If you want to figure out how to improve data diversity for your mobile car wash and detailing service, you have to look at unstructured data. Unstructured data may not fit easily in a spreadsheet, but it can offer better information than structured data because humans communicate with pictures and words more than numbers. Businesses do not have to search for additional data sources as they possess unstructured data in their own texts and documents. By integrating qualitative, unstructured data and putting it into a data lake, businesses can create a more diverse and superior data source.

Establishing Trust

Gathering data from a wider variety of sources sounds good, but casting a wider net means that you are more likely to retrieve flotsam. Improving data variety means making greater efforts to improve data veracity at the same time.

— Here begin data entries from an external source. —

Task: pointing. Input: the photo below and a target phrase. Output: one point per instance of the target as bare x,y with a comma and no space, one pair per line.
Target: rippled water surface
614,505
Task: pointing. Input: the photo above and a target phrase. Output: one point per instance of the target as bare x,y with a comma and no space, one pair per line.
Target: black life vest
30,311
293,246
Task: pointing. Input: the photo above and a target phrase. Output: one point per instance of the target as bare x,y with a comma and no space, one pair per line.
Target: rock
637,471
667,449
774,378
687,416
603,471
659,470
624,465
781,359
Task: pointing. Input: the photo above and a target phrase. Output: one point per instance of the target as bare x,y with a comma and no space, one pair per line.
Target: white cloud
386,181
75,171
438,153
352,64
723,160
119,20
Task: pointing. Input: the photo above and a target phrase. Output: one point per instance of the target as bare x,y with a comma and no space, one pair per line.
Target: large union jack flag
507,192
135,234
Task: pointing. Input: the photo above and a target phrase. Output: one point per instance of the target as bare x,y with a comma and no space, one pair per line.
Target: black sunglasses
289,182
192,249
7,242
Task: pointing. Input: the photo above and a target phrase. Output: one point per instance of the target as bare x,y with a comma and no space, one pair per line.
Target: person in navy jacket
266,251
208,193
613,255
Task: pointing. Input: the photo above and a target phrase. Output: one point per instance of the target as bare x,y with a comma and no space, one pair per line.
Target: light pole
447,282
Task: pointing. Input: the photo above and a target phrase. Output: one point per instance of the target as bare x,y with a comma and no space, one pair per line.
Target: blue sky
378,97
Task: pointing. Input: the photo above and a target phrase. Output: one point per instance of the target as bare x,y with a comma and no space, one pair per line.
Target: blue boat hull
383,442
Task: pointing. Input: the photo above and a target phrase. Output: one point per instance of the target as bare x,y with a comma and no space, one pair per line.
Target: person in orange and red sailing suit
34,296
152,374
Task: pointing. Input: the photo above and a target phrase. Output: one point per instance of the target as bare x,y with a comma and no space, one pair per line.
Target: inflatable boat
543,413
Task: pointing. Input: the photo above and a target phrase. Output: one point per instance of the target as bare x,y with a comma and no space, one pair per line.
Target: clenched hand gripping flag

There are many steps which can improve data accuracy, but there are two important things to note. First, if different business departments control different information, then no one has a complete picture of the data. Avoid self-contained data silos and use a data management platform which can integrate all data into a single platform.

Furthermore, make sure that your data is constantly up to date and cleaned. Use a data scrubbing software like the ones listed here to remove incomplete and poorly formatted data. Even formatting mistakes such as whether to use Month/Day/Year or Day/Month/Year can add up and ruin a data lake, and so your business should discuss how to keep formatting consistent for everyone.

Improve Data Literacy

In order to get the most out of big data, companies have to grant access to not just IT, but a wide variety of users so that they can use the data lake in their own way. But just as it is important to ensure that your data is accurate, you must ensure that your users know how to use data in a constructive manner. 

This means several steps. First, you have to get employees to feel comfortable using data instead of their gut. Ask for employees to use data when giving presentations or taking surveys, and also use it yourself to set an example. 

Second, you must help employees develop the critical thinking skills necessary to analyze Big Data. Set up regular training classes talking about the dangers of confirmation bias, the importance of using an appropriately sized data set to draw conclusions, and understanding that correlation is not causation among other logical flaws. 

It should be noted that even with the appropriate training, employees will make mistakes with data and you may be tempted to only let a small number of IT professionals and management have access to Big Data. But improving data diversity and employee data literacy go hand in hand, as you need a larger number of people to analyze more diverse data sets. 

Data for Everyone

Despite the name, Big Data is not about collecting as much data as possible. It is about ensuring that you have an accurate, varied data set which will help your business’s analytical process. That means collecting data from a wide number of quantitative and qualitative sources, and giving everyone in your business access to said data.